En 2018, j’écrivais un article intitulé
👉 Quand la résistance ralentit l’inéluctable
Il partait d’un constat simple : face aux grandes mutations technologiques, économiques ou sociétales, une part considérable de l’énergie collective est souvent consacrée à résister plutôt qu’à comprendre, anticiper et transformer. Cette résistance, pensais-je alors, ne faisait que retarder un mouvement de fond.
Six ans plus tard, le monde a changé. Et ce constat mérite d’être reprécisé, nuancé, enrichi.
L’inéluctable n’est jamais totalement mécanique
En 2018, l’idée d’« inéluctable » pouvait sembler aller de soi : numérique, automatisation, plateformes, intelligence artificielle… tout semblait avancer selon une trajectoire rectiligne, presque naturelle.
Aujourd’hui, on sait que cette vision est trop simple.
Les transformations ne sont pas des lois physiques. Elles sont le résultat de choix humains, politiques, économiques, culturels. Elles comportent des bifurcations, des accélérations, des retards, parfois même des retours en arrière. Parler d’inéluctable, sans parler de gouvernance, revient à confondre tendance et fatalité.
La résistance n’est pas toujours une erreur
Avec le recul, une chose apparaît clairement :
toute résistance n’est pas conservatisme stérile.
Résister peut aussi vouloir dire :
- refuser une brutalité sociale déguisée en progrès,
- défendre des droits, des savoir-faire, des équilibres humains,
- imposer un temps de réflexion là où tout pousse à l’urgence.
Un sceptique bien informé dirait d’ailleurs ceci : sans résistance, beaucoup de transformations profitent surtout à ceux qui les pilotent, rarement à ceux qui les subissent.
La question n’est donc pas faut-il résister ou s’adapter, mais à quoi résiste-t-on, et dans quel but.
S’adapter ne signifie pas se soumettre
Autre correction nécessaire :
s’adapter n’est pas accepter aveuglément.
L’adaptation intelligente suppose :
- de la formation,
- de la régulation,
- des choix collectifs explicites,
- une répartition équitable des gains de productivité.
Laisser faire n’est pas une stratégie. C’est un abandon déguisé.
Ce qui n’a pas changé depuis 2018
Une chose, en revanche, reste vraie :
nier les transformations ou s’y opposer par principe est une impasse.
Les discours qui promettent un retour à un “avant” idéalisé continuent de prospérer, souvent parce qu’ils rassurent. Mais ils ne produisent ni solutions durables, ni trajectoires crédibles.
La nostalgie n’est pas un projet.
Ce qui a changé : la vraie question
La question n’est plus :
« Peut-on empêcher ces transformations ? »
Elle est devenue :
« Comment orienter ces transformations pour qu’elles restent humaines, utiles et partagées ? »
Résistance, adaptation, régulation ne sont pas des postures opposées.

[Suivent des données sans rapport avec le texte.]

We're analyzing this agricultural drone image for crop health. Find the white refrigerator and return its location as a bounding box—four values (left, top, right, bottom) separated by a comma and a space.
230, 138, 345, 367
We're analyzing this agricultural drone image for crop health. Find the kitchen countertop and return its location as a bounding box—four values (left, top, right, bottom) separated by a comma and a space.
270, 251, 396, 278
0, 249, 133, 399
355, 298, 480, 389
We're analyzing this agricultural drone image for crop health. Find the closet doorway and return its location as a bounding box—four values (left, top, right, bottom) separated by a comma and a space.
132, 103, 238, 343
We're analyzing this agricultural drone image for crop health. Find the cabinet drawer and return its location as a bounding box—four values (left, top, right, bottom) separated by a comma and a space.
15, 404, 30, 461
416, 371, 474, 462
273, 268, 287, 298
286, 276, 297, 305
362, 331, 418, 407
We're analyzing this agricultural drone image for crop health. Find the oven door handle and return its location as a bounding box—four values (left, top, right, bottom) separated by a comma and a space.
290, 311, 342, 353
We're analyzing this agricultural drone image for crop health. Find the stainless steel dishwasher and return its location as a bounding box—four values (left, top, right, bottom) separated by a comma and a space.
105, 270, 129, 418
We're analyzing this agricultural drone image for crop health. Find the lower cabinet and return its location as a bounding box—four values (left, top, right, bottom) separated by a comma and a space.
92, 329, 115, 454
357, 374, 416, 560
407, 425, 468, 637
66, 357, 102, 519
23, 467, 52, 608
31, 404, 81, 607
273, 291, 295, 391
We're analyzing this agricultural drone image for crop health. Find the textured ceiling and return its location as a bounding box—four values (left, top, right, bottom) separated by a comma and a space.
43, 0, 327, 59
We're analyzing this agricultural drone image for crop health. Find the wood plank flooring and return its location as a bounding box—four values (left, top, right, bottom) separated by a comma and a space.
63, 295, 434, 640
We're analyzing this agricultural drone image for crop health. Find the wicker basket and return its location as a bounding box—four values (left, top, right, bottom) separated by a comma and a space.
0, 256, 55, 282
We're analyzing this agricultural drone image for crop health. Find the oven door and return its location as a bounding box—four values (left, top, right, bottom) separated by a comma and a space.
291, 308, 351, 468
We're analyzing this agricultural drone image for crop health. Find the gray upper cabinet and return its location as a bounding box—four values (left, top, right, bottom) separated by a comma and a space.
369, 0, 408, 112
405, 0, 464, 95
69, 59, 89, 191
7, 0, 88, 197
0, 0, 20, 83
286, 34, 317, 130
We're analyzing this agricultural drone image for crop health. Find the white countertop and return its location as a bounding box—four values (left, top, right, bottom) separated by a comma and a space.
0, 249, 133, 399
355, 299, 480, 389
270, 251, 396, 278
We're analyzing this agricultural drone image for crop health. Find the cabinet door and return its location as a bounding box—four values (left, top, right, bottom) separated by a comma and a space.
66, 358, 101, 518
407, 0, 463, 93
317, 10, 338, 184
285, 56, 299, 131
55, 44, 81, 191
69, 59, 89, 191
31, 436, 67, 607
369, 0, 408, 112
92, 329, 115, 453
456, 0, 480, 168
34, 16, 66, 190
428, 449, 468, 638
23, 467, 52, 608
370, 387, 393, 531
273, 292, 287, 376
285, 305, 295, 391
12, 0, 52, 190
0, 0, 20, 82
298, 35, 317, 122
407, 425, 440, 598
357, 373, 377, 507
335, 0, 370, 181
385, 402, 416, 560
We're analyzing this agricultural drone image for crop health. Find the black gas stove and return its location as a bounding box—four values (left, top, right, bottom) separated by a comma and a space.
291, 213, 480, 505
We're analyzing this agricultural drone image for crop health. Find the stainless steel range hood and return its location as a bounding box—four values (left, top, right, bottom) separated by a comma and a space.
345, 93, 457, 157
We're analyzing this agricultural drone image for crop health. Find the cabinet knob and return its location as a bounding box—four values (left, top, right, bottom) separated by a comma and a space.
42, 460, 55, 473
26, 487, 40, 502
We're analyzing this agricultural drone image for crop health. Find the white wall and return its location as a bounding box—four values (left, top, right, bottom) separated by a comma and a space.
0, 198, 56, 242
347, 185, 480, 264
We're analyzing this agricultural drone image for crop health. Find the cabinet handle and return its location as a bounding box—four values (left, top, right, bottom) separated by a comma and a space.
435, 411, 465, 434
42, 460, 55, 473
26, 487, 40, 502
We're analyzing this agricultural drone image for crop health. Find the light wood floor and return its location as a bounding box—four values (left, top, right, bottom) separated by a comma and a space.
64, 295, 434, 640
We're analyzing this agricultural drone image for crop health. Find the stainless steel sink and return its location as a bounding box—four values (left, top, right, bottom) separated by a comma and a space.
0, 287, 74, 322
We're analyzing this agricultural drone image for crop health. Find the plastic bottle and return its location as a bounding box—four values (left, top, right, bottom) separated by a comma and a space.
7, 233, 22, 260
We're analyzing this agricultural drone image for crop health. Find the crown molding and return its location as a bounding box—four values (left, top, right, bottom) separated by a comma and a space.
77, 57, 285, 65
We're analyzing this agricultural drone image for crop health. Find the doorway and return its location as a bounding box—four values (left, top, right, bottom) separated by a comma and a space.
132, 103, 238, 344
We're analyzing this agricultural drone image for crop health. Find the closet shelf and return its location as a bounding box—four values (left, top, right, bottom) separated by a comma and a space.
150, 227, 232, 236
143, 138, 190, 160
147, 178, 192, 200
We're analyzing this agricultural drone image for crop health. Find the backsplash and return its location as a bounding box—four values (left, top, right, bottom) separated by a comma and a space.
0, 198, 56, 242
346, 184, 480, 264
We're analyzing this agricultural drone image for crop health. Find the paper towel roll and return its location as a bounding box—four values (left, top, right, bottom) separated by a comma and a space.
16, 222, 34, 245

Ce sont des outils complémentaires, à condition qu’ils servent une vision claire.
Conclusion
Relire l’article de 2018 aujourd’hui, ce n’est pas le renier.
C’est reconnaître que la réalité est plus complexe que les slogans, qu’ils soient technophiles ou technophobes.
La transformation n’est ni totalement inéluctable, ni totalement maîtrisable.
Elle est un espace de responsabilité.
Et c’est précisément là que tout se joue.